ESTABLISHMENT, DUTIES, AND POWERS OF THE SUPERVISORY BOARD
Article 11
The Supervisory Board consists of three principal and three substitute members elected by the General Assembly. If a vacancy arises due to resignation or other reasons, substitute members are called to duty based on the number of votes they received at the General Assembly.
DUTIES OF THE SUPERVISORY BOARD
The Supervisory Board oversees whether the Association operates according to the purpose and principles stated in its charter, whether the books, accounts, and records are kept in accordance with the legislation, and whether the income and expenditures are made in line with the legislation and the charter. It conducts audits at least once a year and reports the results to the Board of Directors and the General Assembly when convened. The Board may call the General Assembly for a meeting when necessary.
FORMS OF SUPERVISION
The General Assembly, the Board of Directors, or the Supervisory Board may conduct audits or have external auditors perform audits if deemed necessary.

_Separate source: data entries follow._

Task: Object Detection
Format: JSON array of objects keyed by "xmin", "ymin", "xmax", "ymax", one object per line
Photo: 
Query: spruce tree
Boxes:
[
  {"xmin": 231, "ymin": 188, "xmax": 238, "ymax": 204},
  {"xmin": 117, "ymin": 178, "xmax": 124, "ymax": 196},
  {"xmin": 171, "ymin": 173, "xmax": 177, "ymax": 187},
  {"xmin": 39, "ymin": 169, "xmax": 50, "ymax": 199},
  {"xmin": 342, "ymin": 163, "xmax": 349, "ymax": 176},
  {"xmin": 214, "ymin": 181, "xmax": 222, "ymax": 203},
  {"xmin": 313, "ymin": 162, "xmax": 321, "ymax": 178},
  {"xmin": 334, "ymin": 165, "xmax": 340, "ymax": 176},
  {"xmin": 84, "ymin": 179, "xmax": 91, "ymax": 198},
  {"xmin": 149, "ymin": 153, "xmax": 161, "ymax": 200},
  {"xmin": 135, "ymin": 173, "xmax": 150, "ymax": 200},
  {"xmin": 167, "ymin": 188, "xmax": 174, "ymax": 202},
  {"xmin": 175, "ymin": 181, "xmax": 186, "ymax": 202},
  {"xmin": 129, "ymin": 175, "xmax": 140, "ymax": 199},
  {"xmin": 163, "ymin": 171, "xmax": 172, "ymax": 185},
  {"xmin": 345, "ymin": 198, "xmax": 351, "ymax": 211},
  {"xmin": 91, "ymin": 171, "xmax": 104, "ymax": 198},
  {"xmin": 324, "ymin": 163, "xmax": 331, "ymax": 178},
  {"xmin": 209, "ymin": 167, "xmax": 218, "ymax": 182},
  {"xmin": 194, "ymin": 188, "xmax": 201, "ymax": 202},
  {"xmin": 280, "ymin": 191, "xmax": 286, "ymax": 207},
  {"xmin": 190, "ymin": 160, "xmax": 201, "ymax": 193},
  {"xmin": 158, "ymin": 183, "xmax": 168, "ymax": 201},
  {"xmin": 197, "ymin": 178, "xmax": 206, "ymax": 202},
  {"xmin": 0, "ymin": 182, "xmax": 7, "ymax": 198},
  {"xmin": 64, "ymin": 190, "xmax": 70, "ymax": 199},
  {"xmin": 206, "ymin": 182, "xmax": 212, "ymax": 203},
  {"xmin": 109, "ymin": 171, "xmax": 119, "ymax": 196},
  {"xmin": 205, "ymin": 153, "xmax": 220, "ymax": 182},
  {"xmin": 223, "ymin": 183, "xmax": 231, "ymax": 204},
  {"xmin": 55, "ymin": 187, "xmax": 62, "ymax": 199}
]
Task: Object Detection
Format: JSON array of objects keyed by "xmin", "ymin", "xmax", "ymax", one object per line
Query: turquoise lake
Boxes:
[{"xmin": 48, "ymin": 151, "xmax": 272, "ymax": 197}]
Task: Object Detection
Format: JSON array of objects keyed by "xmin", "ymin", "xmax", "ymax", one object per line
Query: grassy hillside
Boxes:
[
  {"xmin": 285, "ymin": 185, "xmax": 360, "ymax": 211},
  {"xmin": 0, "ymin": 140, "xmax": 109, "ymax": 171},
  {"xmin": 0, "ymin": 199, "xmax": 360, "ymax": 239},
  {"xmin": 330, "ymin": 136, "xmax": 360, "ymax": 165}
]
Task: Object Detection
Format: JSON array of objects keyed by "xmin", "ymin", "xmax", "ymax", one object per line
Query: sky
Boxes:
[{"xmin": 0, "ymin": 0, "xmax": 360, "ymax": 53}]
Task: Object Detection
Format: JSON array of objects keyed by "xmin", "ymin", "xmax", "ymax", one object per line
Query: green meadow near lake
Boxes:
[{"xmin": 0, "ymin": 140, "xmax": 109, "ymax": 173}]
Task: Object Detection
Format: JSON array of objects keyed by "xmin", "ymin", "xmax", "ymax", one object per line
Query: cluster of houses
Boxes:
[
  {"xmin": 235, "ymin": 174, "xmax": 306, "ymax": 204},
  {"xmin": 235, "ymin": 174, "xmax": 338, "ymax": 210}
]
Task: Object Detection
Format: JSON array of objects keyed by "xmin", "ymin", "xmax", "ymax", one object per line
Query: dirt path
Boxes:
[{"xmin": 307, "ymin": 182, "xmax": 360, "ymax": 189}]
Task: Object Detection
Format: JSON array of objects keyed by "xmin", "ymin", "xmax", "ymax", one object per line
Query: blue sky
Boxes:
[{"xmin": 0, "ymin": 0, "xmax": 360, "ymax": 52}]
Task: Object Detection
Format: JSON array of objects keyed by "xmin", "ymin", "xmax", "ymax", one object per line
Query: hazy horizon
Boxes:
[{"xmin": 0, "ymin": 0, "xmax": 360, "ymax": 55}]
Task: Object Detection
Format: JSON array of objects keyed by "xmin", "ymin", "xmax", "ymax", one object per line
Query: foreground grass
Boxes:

The Supervisory Board does not relieve its legal obligation even if external audit is performed.
INCOME SOURCES OF THE ASSOCIATION
Article 12
The income sources of the Association are as follows:
- Membership fees.
- Donations and grants received from individuals, institutions, and organizations.
- Income generated from the activities of the Association, including events, publications, assets, and facilities.
- Income from economic, commercial, and industrial enterprises established by the Association.
- Income obtained from fundraisers and public benefit events organized with the necessary permissions.
- Other income obtained in line with the legislation.
FINANCIAL PROVISIONS
Article 13
The fiscal year of the Association is the calendar year. Revenues and expenses are recorded in the books kept according to the relevant legislation. The Board of Directors is responsible for preparing the budget and submitting it to the General Assembly for approval.
BOOKKEEPING PRINCIPLES AND BOOKS TO BE KEPT
Article 14
The Association keeps its books according to the Balance Sheet Method. The books are certified by the registry of associations before use. The following books are kept:
- Journal
- Ledger
- Inventory book
- Membership register
- Document registration book
- Board of Directors decision book
- Minutes book of the General Assembly
REVENUE AND EXPENDITURE PROCEDURES
Article 15
Revenues are collected with receipts or bank transfers. Expenditures are made with duly issued expense documents. Receipts and expenditure documents are retained for a period specified in the legislation. Bank accounts may only be opened with the decision of the Board of Directors.
REPRESENTATION, AUTHORITY, AND SIGNATURE
Article 16
The Association is represented by the chair of the Board of Directors. In the absence of the chair, the co-chair or a member authorized by the Board represents the Association. Documents required by the Association are valid with the signatures of the chair and the member authorized by the Board.
AMENDMENTS TO THE CHARTER
Article 17
Amendments to the charter may be made by decision of the General Assembly, with at least two-thirds of the members present voting in favor.
DISSOLUTION OF THE ASSOCIATION AND LIQUIDATION OF ASSETS
Article 18
The General Assembly may decide to dissolve the Association at any time. For the dissolution decision to be valid, at least two-thirds of the members entitled to attend must be present at the meeting. If quorum is not reached, a second meeting may be held. The decision to dissolve requires a two-thirds majority of those present. In the event of dissolution, the liquidation of the Association's assets is carried out by a liquidation committee comprised of the members of the last Board of Directors, in accordance with the relevant provisions of the Law on Associations.
PROVISIONS NOT INCLUDED IN THE CHARTER
Article 19
In matters not specified in this charter, the Law on Associations, the Turkish Civil Code, and the provisions of the relevant legislation apply.